Question

A 1.0-L buffer solution initially contains 0.25 mol of NH3 (Kb=1.76×10−5) and 0.25 mol of NH4Cl.

In order to adjust the buffer pH to 8.85, should you add NaOH or HCl to the buffer mixture?

What mass of the correct reagent should you add?

Answer 1

First we need to calculate pH of original buffer solution.

pH of basic buffer solution is calculated by using Henderson's equation.

pOH = pKb + log [NH₄Cl] / [NH₃]

pOH = - log (1.76 $\times$ 10 ^-05 ) + log ( 0.25 mol / 1 L ) / ( 0.25 mol / 1 L )

pOH = 4.75 + 0

pOH = 4.75

We have, pH + pOH = 14

Therefore, pH = 14 - pOH = 14 - 4.75 = 9.25

pH of original buffer solution.

We have to adjust pH of buffer solution to 8.85. This value is less than original pH value (9.25) i e we have to increase acidity of buffer solution .To increase acidity of buffer solution ,we need to add HCl to above buffer.

Now consider reaction of HCl with buffer solution.

NH₃ + HCl $\rightarrow$ NH₄Cl

Let's use ICE table

Concentration ( moles)	NH3	HCl	NH4Cl
Initial	0.25	X	0.25
Change	- X	-X	+X
Equilibrium	0.25- X	0.00	0.25 + X

$\therefore$ pOH = 4.75 + log 0.25 + X / 0.25- X

( 14 - 8.85 ) = 4.75 + log 0.25 + X / 0.25- X ( $\because$ pH + pOH = 14 hence, pOH = 14 -pH)

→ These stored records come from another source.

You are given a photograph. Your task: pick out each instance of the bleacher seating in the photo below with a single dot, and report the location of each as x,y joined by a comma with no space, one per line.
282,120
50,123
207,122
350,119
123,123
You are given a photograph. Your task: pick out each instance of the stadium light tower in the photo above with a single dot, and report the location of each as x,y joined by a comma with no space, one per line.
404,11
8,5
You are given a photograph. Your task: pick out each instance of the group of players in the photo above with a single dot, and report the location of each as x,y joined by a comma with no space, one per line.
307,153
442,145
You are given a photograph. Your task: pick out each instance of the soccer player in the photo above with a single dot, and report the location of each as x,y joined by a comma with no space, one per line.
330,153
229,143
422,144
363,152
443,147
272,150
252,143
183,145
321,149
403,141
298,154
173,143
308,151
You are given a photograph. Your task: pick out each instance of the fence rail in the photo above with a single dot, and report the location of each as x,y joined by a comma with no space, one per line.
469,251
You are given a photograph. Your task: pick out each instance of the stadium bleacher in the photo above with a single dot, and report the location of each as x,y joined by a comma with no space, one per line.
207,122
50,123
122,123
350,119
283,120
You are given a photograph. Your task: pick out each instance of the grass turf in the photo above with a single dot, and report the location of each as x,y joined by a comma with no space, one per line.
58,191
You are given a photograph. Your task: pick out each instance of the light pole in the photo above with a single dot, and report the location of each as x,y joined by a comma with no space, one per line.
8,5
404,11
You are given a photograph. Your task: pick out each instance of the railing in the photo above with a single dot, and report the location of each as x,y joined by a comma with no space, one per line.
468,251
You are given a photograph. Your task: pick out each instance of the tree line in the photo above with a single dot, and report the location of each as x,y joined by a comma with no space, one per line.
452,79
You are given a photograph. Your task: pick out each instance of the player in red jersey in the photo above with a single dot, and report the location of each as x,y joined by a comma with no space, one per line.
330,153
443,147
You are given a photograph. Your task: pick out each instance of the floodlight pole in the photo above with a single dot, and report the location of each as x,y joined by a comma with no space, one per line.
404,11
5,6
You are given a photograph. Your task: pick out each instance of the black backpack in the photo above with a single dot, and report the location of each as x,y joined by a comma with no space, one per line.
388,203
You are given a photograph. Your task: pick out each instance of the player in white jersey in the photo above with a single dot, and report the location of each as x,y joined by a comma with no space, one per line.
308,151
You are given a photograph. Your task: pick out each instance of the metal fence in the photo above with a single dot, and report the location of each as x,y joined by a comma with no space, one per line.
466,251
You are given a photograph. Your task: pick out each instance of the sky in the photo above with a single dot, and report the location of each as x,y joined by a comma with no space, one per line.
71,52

5.15 = 4.75 + log 0.25 + X / 0.25- X

log 0.25 + X / 0.25- X = 5.15 - 4.75 =0.40

(0.25 + X / 0.25- X) = 2.51

0.25 + X =( 0.25 -X ) 2.51

0.25 + X = 0.628 - 2.51 X

X + 2.51 X = 0.628 - 0.25

3.51 X = 0.378

X = 0.378 / 3.51

X = 0.108 mol = moles of HCl

We have, No. of moles of HCl = Mass / Molar Mass

Mass of HCl = No. of moles of HCl $\times$ Molar mass of HCl

Mass of HCl = 0.108 mol $\times$ 36.46 g /mol

=3.94 g

ANSWER : To adjust pH of buffer solution to 8.85 we need to add 3.94 g HCl.